Scores of people from the campus, community, media and government packed the Kennedy Union Ballroom for the news that the University had purchased 115 acres from NCR, which includes the former world headquarters and Old River Park.

Officials believe it is the first time a University has purchased the headquarters of a Fortune 500 company. The news garnered attention from The New York Times and The Chronicle of Higher Education.

"This is a bold move for a private, Catholic university, and it is the right move for the University of Dayton, and for this community at this moment in history," University President Daniel J. Curran said.

The University will move its expanding world-class Research Institute into the building at 1700 S. Patterson Blvd., providing a signature facility for its research arm.

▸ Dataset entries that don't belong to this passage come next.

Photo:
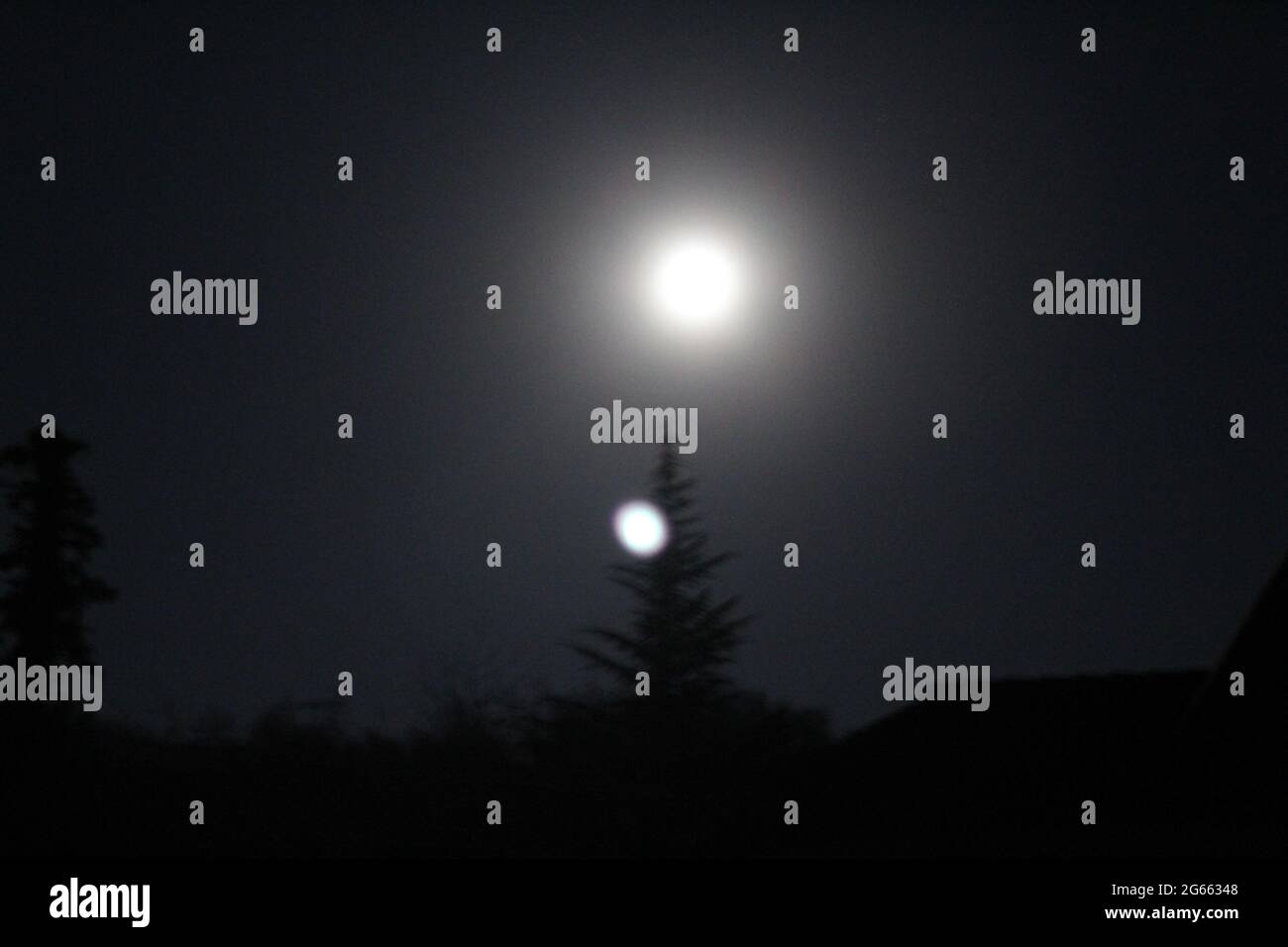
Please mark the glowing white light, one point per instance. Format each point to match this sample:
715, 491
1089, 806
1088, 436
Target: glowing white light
696, 282
640, 528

The Research Institute conducts nearly $100 million annually in sponsored research and just received its largest contract in history - $49.5 million to develop advanced jet fuels and combustion technologies for the Air Force.

The 455,000-square-foot, five-story building along the Great Miami River also will provide a prominent home for a proposed Alumni Center envisioned in the University's master plan, as well as for graduate classes, executive development programs and conferences. One of the largest office buildings in the region, the furnished facility includes offices, classrooms, an auditorium, a dining facility and a 1,600-space parking lot.

"The University of Dayton has truly been fertile ground for Dayton to move forward," said Dayton Mayor Rhine McLin. "From the Brown Street development to the Fairgrounds Genesis project, the Stewart Street bridge and now, to take the glass that most folks saw that was half empty when NCR left and to have the University of Dayton step up and show that the glass is half full with lots of opportunity for our community."

Others praised the University's research innovations as an economic driver for the region and the state. Ohio Board of Regents Chancellor Eric Fingerhut said from a statewide and national perspective, he sees only good things happening in Dayton as the University takes the lead in the new "knowledge economy."

"Here in Dayton, higher education is indeed the driver of economic prosperity," he said. "The University of Dayton and the University of Dayton Research Institute are fast gaining a reputation as a global leader in research and innovation, particularly in the aerospace industry."

Because of the foresight of its Marianist founders, the University has come a long way since its beginnings in 1850 as a primary school for 14 young boys to become an international Catholic research institution with a global reputation, Curran said.

"Today we again are reading the signs of the times," he said. "We move forward with faith and confidence that this purchase will make a long-term difference for the University of Dayton and the rebirth of this region."